The hidden cost of skipping that step is severe: every failure generates a new check, and the team becomes safer on paper and slower in practice. Six months in, no one can ship without three approvals, and no one remembers which approval was supposed to prevent which failure. Risk aversion is the real cost, and it accumulates one well-meaning retro at a time. What happens in the retro that follows is the craft of postmortems that change behaviour; this step is the filter you apply first, deciding whether the retro should produce learning or a process change.

Back conviction when the room earns it

The playbook so far has been about breaking big bets into small reversible shots. The exception matters.

Sometimes one person on the team has very high conviction in a single big-arrow bet. They have earned the conviction, and the room is smart enough to back them. In that situation, slicing the bet into many small reversible shots is the wrong call: it dilutes their shot and treats the playbook as dogma rather than design.

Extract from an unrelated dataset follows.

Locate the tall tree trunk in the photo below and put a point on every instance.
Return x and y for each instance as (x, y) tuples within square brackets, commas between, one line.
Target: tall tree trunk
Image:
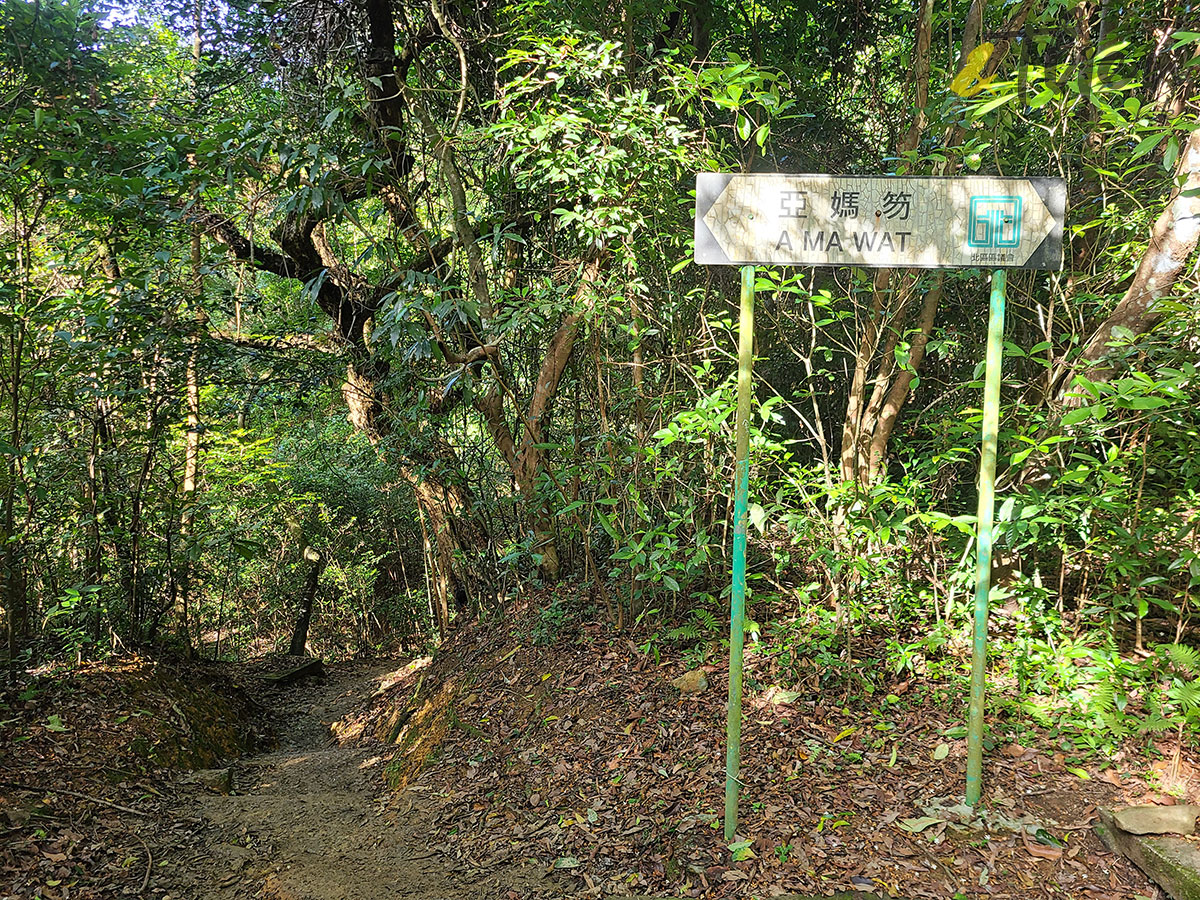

The case I learnt this on was a new product the team created. One builder had very high conviction in the direction, the room was smart, and the builder had a track record, so we backed the big-arrow bet whole. The reverse call, mechanically slicing it down because the playbook said so, would have killed the bet on rhythm alone.

This is where disagreeing and committing does its work. If you are in the room and you disagree, you record the disagreement, you commit to the call, and you give the builder real cover to run the shot. What makes this work is the room and the person carrying the bet, rather than the framework. In a less smart room, with less earned conviction, the same call fails; the playbook does not protect you from that.

When this gets it wrong

Two ways the playbook itself goes wrong.

The first is applying small-bets discipline mechanically to a conviction shot. The bet gets sliced into reversible cuts because that is how we do it, and the person carrying it never gets to run the real bet. The exception step above is the corrective: the playbook is design work rather than dogma.

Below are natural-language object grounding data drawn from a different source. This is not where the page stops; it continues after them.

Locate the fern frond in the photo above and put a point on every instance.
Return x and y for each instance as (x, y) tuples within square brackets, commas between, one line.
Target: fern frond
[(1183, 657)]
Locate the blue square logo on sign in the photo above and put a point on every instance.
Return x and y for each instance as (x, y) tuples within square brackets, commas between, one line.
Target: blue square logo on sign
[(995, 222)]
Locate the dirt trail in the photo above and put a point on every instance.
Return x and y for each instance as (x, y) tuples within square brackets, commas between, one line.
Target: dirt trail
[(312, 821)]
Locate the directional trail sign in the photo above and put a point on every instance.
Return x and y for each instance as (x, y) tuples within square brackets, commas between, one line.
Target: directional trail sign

The second is tightening the rhythm rules until they suffocate the work: daily course corrections, with a check added for every retro input. The rule was supposed to protect the team from thrashing on early results, but pushed too hard it produces the opposite failure, where the team thrashes on the rules instead of on the work. If the rule starts protecting the process rather than the bet, drop it.

One last thing on the culture argument. The fail-fast slogan attracts two standard critiques: people learn less from failure than they think, and the office ritual of celebrating failure is mostly theatre. Both are fair on the slogan, but both miss the practice underneath it. Don't defend the slogan; do the design work the slogan never specified. Get the design right and the team stops needing the culture argument. People discuss failure positively when it is genuinely a source of information; they discuss it defensively when the design forced it to be embarrassing.

Starter kit

A brief you fill in before the bet runs, plus the classification you run if it dies

Quarter setup

Field	Your answer
Quarter goal (one sentence)	___
Cap on concurrent bets	___

Bet brief (one per bet)

Field	Your answer
Bet name	___
Hypothesis (if X then Y)	___
Why worth trying	___
Ways it can fail	___
What we learn if it does not work	___
MVP scope (must-haves only)	___
Kill criterion (result or date)	___

If the bet does not work, classify before correcting

Intentional risk, answer was no. Log the learning, no process change.
Bad design (scope too large, no ways to fail named, vision built instead of MVP). Fix the design.

Run this when: quarter planning, or after a retro proposes a new process check.

A bet earns the right to fail cheaply by being designed for it.